Uber has experienced substantial traction thus far, which has allowed it to expand to one city each month at this point. In 2012, with its new funding and accelerated hiring, it will quicken the pace to two cities per month.

Every city has a different geography. Using his own home city of Los Angeles, which will come online soon in 2012, Kalanick discussed the specific challenges posed by each city’s own urban geography.

Because L.A. is so huge, Uber will be built around “hot zones” where riders may travel within, but not necessarily between, hot zones at opposite ends of town.

This also marks the trajectory of Uber’s expansion: Cities that have similar transportation layouts and quirks will come online in succession, not necessarily those that are close merely by proximity.

This is why Paris debuted before many other U.S. cities, because it was similar in key respects (such as density, transit alternatives, and even the overall culture) to San Francisco, where the logistics have already been perfected.

Dealing with the competition

Kalanick told me that one of the motivators for expanding so quickly was to be able to establish Uber in cities before copycats showed up.

However, he also said that most competitors thus far have gone after the taxi industry directly, not the higher-end on-demand luxury car service industry Uber is after.

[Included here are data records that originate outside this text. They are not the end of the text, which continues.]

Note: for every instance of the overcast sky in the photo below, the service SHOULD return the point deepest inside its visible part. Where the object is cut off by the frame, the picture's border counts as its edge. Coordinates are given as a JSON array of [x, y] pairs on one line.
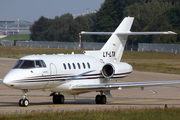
[[32, 9]]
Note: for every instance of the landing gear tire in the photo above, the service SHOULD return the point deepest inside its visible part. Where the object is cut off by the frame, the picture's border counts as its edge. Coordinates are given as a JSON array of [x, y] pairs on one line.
[[61, 99], [55, 99], [24, 102], [58, 99], [103, 99], [100, 99], [21, 102]]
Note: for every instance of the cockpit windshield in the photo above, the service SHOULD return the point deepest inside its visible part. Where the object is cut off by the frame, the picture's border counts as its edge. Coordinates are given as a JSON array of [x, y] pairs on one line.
[[29, 64]]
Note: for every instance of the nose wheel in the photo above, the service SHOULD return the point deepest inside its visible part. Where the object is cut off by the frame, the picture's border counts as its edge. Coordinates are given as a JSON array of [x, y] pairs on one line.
[[24, 102], [100, 99]]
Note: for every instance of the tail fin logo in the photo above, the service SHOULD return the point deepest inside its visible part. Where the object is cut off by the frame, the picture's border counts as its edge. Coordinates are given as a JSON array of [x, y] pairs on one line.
[[109, 54]]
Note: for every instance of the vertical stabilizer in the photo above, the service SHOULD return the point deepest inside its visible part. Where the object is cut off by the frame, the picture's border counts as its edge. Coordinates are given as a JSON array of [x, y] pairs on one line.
[[114, 47]]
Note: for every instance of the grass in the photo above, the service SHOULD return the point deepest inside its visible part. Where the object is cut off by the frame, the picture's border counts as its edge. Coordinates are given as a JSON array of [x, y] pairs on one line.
[[114, 114], [142, 61], [17, 37]]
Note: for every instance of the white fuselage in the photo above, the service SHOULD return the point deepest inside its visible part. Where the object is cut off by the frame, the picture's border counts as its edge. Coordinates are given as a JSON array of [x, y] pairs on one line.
[[61, 73]]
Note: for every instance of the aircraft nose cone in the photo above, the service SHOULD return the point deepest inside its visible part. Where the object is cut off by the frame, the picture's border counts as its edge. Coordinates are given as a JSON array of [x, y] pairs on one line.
[[7, 82]]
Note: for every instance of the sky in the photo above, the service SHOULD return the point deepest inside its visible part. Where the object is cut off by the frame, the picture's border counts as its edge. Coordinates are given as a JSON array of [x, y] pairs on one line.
[[33, 9]]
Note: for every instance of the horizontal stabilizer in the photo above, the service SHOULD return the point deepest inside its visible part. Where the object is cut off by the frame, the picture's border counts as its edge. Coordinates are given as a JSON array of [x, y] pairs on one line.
[[127, 33], [109, 86]]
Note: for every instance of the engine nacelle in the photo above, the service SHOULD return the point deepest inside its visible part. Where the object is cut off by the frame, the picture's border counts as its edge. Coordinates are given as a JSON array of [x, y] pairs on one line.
[[116, 70]]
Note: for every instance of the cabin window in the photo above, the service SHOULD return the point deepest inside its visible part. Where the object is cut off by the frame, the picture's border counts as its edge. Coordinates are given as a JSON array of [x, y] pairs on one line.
[[27, 64], [74, 66], [18, 64], [38, 64], [64, 66], [88, 65], [69, 66], [43, 63], [84, 66], [79, 66]]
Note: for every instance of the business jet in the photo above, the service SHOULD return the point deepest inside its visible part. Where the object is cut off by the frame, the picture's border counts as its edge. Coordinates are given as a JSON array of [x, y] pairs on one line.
[[75, 74]]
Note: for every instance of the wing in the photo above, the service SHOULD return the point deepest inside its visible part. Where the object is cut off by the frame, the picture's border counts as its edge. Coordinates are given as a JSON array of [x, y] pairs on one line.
[[1, 80], [110, 86]]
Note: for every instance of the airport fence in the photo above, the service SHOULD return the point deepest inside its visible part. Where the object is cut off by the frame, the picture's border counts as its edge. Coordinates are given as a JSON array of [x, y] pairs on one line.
[[173, 48]]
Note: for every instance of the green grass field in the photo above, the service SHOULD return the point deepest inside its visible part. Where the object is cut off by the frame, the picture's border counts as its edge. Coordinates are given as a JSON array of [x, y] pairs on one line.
[[17, 37], [142, 61], [113, 114]]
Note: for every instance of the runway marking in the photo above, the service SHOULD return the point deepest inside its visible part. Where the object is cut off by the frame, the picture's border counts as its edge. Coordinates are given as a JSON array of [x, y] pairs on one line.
[[31, 106], [140, 101]]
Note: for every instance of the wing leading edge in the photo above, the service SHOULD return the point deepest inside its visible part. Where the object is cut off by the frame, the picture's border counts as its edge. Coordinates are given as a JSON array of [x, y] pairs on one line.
[[110, 86]]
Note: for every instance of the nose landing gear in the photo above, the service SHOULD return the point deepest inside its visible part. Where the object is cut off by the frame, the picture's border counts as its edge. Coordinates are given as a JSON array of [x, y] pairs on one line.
[[100, 99], [24, 102]]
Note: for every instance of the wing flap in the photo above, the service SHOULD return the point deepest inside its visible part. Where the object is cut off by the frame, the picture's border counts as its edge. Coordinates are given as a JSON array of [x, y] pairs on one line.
[[110, 86]]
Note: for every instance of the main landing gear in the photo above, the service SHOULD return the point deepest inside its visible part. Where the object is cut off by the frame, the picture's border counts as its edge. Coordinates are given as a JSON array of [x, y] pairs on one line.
[[58, 99], [24, 102], [100, 99]]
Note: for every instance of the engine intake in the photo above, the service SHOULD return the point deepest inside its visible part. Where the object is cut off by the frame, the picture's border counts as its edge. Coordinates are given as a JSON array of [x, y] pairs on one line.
[[108, 70]]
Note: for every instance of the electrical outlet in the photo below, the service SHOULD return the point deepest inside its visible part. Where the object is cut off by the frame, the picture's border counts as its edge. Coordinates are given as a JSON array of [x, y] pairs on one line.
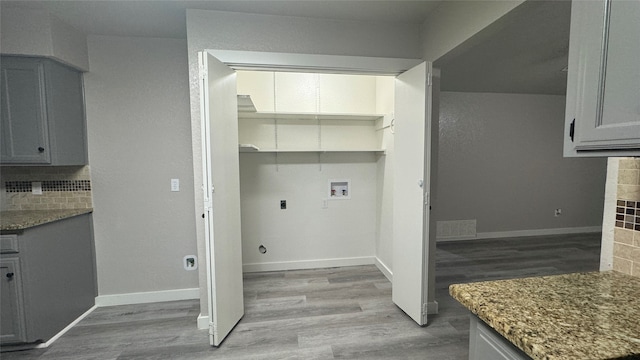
[[36, 187], [175, 184]]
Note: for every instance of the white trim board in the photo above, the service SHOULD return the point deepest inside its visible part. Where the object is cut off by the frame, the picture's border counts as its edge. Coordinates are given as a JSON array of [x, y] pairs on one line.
[[148, 297], [384, 269], [240, 60], [203, 322], [308, 264], [524, 233], [67, 328]]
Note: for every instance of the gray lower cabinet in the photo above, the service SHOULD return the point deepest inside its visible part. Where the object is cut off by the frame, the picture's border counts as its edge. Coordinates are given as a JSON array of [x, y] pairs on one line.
[[42, 117], [48, 279], [603, 83], [11, 302], [486, 344]]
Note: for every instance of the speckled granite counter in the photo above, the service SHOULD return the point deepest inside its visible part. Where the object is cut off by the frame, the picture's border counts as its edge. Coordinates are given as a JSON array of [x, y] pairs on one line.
[[575, 316], [24, 219]]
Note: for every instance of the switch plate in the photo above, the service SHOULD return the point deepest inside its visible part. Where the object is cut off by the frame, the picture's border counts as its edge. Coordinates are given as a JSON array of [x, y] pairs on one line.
[[190, 262], [175, 184]]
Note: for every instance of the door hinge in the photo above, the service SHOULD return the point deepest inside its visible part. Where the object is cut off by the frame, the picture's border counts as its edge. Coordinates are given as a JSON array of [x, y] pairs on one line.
[[203, 73], [572, 129]]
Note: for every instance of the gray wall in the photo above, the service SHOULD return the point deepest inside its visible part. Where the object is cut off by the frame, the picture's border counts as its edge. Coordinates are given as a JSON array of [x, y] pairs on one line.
[[137, 97], [500, 162]]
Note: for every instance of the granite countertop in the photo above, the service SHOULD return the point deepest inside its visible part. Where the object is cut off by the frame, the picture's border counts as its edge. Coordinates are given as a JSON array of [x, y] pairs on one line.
[[24, 219], [574, 316]]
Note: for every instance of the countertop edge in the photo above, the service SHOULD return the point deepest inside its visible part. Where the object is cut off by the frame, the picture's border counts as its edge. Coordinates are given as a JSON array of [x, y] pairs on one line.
[[25, 219]]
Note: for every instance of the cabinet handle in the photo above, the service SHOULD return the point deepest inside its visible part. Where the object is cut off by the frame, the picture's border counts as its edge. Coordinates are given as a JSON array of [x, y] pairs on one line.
[[572, 129]]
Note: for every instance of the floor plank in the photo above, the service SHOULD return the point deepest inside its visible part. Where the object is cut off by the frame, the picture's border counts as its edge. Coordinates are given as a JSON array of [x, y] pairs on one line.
[[336, 313]]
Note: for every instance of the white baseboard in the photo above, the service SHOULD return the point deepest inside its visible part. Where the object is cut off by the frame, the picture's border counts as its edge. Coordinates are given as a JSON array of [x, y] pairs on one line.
[[147, 297], [522, 233], [384, 269], [308, 264], [203, 322], [432, 307], [67, 328]]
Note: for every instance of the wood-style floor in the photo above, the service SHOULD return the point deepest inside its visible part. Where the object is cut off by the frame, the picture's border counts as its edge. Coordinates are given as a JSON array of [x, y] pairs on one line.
[[337, 313]]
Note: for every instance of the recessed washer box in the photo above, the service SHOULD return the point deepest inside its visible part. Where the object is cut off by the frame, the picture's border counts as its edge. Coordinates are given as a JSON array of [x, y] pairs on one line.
[[339, 189]]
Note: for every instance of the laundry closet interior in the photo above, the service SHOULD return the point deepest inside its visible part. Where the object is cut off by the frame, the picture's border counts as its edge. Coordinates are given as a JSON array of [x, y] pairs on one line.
[[316, 177]]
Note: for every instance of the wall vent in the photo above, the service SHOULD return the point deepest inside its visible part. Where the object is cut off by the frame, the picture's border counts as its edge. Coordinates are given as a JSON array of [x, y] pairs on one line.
[[456, 230]]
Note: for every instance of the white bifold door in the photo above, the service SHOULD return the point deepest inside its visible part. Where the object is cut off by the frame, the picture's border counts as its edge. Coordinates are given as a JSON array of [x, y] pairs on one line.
[[221, 179], [412, 156]]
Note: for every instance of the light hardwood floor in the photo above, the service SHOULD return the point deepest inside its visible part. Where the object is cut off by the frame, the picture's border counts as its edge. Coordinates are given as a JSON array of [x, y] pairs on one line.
[[337, 313]]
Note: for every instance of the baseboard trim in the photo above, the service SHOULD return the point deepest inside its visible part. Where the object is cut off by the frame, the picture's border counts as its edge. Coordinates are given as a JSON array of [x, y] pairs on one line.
[[384, 269], [523, 233], [203, 322], [432, 307], [308, 264], [147, 297], [67, 328]]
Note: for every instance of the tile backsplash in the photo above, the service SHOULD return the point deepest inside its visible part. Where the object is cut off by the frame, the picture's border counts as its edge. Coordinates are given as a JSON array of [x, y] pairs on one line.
[[626, 243], [63, 187]]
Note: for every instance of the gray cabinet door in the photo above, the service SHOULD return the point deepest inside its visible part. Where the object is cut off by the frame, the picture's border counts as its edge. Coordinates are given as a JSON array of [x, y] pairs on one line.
[[24, 137], [12, 326], [603, 92], [65, 114]]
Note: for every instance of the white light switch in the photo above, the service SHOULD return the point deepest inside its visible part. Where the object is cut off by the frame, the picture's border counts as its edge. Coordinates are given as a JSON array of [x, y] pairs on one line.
[[175, 184], [36, 187]]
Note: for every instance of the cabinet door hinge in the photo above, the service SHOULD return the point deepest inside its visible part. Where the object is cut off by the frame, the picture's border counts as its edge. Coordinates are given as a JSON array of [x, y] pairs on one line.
[[572, 129]]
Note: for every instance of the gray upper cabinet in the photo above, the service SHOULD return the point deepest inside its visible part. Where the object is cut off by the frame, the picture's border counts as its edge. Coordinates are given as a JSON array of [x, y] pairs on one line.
[[603, 86], [42, 109]]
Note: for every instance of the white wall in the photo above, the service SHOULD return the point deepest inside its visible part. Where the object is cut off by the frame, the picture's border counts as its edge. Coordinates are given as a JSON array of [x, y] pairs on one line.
[[34, 32], [306, 235], [500, 162], [140, 138], [385, 99]]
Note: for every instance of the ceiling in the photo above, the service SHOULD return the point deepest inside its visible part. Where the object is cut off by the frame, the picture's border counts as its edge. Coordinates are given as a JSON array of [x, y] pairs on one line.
[[166, 18], [524, 52]]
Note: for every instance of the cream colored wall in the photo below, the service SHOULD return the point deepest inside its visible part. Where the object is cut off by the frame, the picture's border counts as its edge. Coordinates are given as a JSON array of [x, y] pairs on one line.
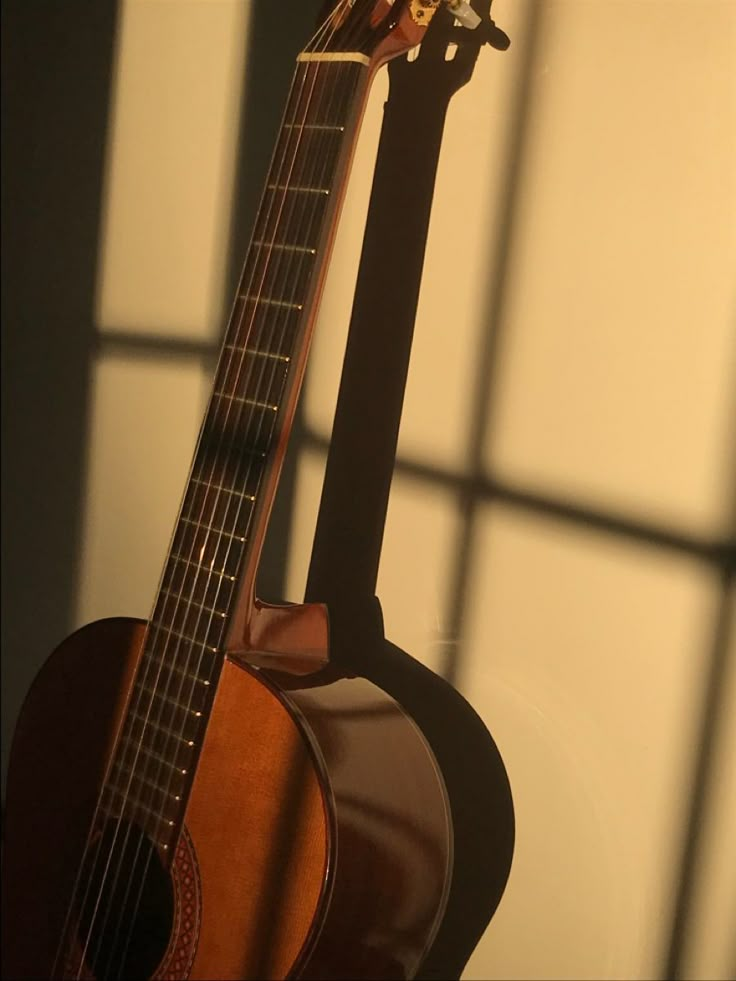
[[585, 653]]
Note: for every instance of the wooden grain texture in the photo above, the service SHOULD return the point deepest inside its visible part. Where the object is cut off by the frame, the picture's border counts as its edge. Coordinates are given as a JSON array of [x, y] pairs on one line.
[[259, 826], [320, 835]]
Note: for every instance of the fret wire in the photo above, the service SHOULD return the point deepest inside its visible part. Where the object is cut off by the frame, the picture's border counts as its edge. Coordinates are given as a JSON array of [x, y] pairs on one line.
[[152, 658], [200, 606], [148, 751], [286, 247], [253, 402], [169, 733], [155, 692], [270, 301], [226, 490], [190, 640], [217, 531], [214, 572], [310, 222], [132, 774], [297, 189], [137, 805]]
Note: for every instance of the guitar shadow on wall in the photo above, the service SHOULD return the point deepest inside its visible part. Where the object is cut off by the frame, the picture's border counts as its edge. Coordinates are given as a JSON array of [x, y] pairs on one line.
[[360, 464]]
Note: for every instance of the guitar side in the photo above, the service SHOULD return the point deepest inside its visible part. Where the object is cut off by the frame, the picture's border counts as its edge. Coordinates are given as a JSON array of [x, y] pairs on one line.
[[317, 842]]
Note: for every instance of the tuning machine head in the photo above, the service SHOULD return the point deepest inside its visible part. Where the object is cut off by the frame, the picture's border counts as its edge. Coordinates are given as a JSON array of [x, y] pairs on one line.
[[464, 13]]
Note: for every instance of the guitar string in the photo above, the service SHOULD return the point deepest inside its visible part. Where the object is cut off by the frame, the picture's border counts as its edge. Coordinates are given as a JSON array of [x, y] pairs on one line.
[[96, 815], [195, 630], [270, 382], [262, 374], [307, 217]]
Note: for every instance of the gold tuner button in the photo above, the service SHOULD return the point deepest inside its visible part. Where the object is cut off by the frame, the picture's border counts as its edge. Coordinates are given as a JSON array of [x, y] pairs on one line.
[[462, 10]]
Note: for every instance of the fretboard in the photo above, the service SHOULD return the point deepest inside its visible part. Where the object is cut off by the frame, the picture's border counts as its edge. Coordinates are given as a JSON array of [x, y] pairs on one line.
[[158, 747]]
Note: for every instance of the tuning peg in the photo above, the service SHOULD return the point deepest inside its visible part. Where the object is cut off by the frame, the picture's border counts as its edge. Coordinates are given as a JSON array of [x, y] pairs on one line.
[[462, 11]]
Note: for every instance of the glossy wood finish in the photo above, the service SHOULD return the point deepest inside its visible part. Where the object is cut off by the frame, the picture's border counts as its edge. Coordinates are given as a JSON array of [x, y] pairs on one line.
[[317, 819]]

One of these competitors, Taxi Magic, aims to connect smartphone owners with existing taxi fleets, and is already in 45 cities, including D.C., where it books more than 1,000 rides a day.

But Kalanick isn’t worried, dismissing services like Taxi Magic by saying, “They’ll do an app for taxi dispatch, but they’re never any good because the supply is still broken. You need to attack this regulated oligopoly from the ground-up.”

The D.C. market should work well for Uber. The city has the highest concentration of people with secondary degrees, and a wide swath are involved in work that befits showing up in a town car, such as government and law.

This seems vindicated by some of the metrics it’s been tracking since the soft-launch a few weeks ago. Again, Kalanick won’t reveal exact figures but says D.C. has been the city to adopt Uber the fastest, despite the service’s cars costing 50 percent more than existing cabs in the area.

It turns out that if you provide people with sufficient incomes, appropriate jobs, and enough tech saavy to know about a useful app or two, they will pay for a convenient and fast way to get around their city.